CAPPS II Passenger Screening and Airline Security


This is from The Washington Post, September 8, 2003. I've been holding off on blogging about it until I had some good numbers to work with, and today I was able to coax the Bureau of Transportation Statistics webpage to give me some good data.

The new Transportation Security Administration system seeks to probe deeper into each passenger's identity than is currently possible, comparing personal information against criminal records and intelligence information. Passengers will be assigned a color code -- green, yellow or red -- based in part on their city of departure, destination, traveling companions and date of ticket purchase.

Most people will be coded green and sail through. But up to 8 percent of passengers who board the nation's 26,000 daily flights will be coded "yellow" and will undergo additional screening at the checkpoint, according to people familiar with the program. An estimated 1 to 2 percent will be labeled "red" and will be prohibited from boarding. These passengers also will face police questioning and may be arrested.

The system "will provide protections for the flying public," said TSA spokesman Brian Turmail. "Not only should we keep passengers from sitting next to a terrorist, we should keep them from sitting next to wanted ax murderers."

(snip)
Under the new program, the airline will send information about everyone who books a flight to the TSA, including full name, home address, home telephone number, date of birth and travel itinerary. If the computer system identifies a threat, the TSA will notify federal or local law enforcement authorities. The agency has not indicated the number or type of personnel needed to oversee the program.

The TSA will check each passenger in two steps. The first will match the passenger's name and information against databases of private companies that collect information on people for commercial reasons, such as their shopping habits. This process will generate a numerical score that will indicate the likelihood that the passenger is who he says he is. Passengers will not be informed of their color code or their numerical score. The second step matches passenger information against government intelligence combined with local and state outstanding warrants for violent felonies.

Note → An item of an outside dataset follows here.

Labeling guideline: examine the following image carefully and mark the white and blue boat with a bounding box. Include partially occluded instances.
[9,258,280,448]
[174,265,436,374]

Let's look at the numbers. In the United States, 595,655,501 revenue passengers (excluding airline employees or infants who get a big discount) got on planes in 2001. This is from the Bureau of Transportation Statistics. That means, on an average day, 1.6 million passengers board planes and travel. Eight percent of these will be coded yellow. That's 128,000 people who will be subject to additional screening. Since code red people will be between one and two percent, between 16,000 and 32,000 people will be prohibited from boarding aircraft, will be questioned by police, and may be arrested.

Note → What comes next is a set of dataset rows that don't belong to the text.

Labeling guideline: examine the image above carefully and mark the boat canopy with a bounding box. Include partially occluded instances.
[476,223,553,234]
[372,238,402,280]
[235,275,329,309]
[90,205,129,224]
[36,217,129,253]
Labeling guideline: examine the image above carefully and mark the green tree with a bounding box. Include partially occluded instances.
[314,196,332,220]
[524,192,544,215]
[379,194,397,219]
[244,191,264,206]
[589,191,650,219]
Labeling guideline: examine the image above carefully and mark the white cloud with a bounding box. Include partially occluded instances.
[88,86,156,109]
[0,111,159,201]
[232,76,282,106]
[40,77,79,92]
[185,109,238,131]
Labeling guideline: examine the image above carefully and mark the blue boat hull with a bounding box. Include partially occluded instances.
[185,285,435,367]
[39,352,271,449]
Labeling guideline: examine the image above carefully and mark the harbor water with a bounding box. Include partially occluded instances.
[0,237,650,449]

How many of these will be false positives will be anyone's guess. It could be one percent, it could be ten percent, it could be even more. But considering that the credit bureau cannot seem to keep my record separate from my father's, even though we live 500 miles apart and have different social security numbers I don't have a whole lot of faith in their reliance on private databases. You cannot tell me that there are 16,000 to 32,000 people who are ax-murderers who fly every day, or beat up a person and have a warrant outstanding. Or shot a man in Reno, just to watch him die.

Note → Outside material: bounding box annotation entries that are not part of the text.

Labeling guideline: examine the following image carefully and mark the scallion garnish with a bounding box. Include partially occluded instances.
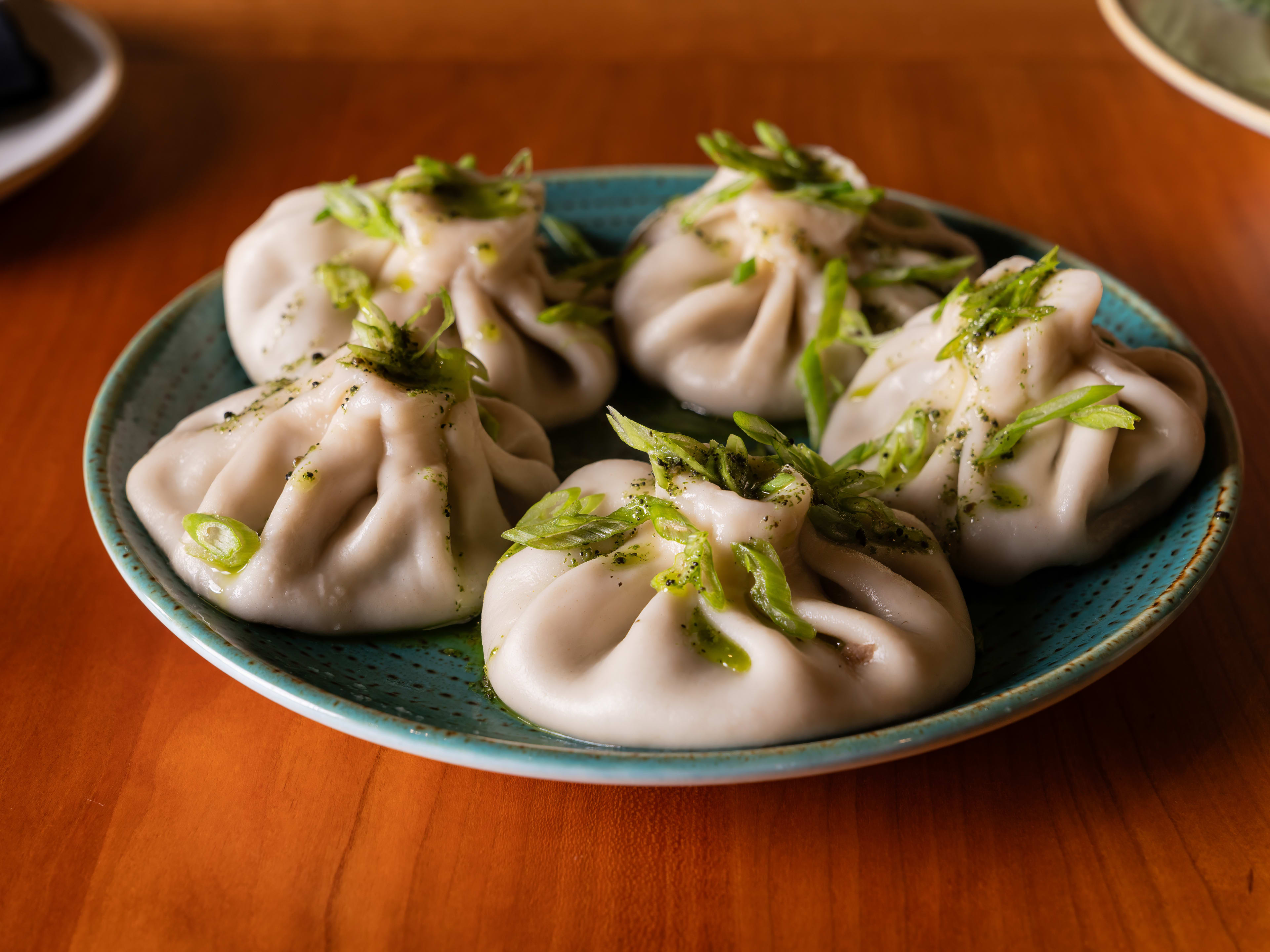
[833,405,930,488]
[935,245,1058,361]
[796,258,886,447]
[180,513,260,574]
[499,488,726,609]
[732,539,815,641]
[679,175,758,231]
[853,255,975,288]
[314,175,405,245]
[679,119,883,231]
[608,408,789,499]
[314,261,371,311]
[733,411,931,552]
[732,258,758,284]
[975,383,1142,464]
[389,148,533,219]
[345,288,489,400]
[542,215,599,261]
[538,301,614,328]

Another source said that 100 million people fly each year. That means eight million will be subject to additional screening. And one to two million will be barred from flying, questioned by police, and possibly arrested. Even if one percent are false positives, that’s still 10,000 people, probably fairly well off, who will be between pissed and livid. And will write their congressmen and their newspaper.

Besides, weren't we sold all this additional security with the promise it was only for terrorists, not for domestic criminals?

I think someone’s lying about the orders of magnitude, but I cannot figure out why. Either that, or they are about to put the nail in the coffin to bury the Patriot Act.

Meanwhile, the biggest risk is air cargo. None of it is screened.
... many holes in security persist. Airports and aircraft still appear easy to penetrate, illustrated last month by an accidental landing of several boaters on the airfield at John F. Kennedy International Airport. Air cargo remains vulnerable, as virtually none of the items stowed alongside luggage in the aircraft hold are screened for explosives. Government officials continue to assess how best to respond to the possibility of a shoulder-fired missile attack at a commercial airliner, which they maintain is a serious threat. [emphasis added]

That's what scares me. Nobody is working on screening it thought, because of the cost.

I'll be flying this fall to Europe. I hope that everything will be OK, and statistically I know that my risk is very small. But I quote other bloggers: "Hope is not a plan." If we're serious about security, air cargo MUST be screened, and the sooner the better. Osama Bin Laden reads the Washington Post too.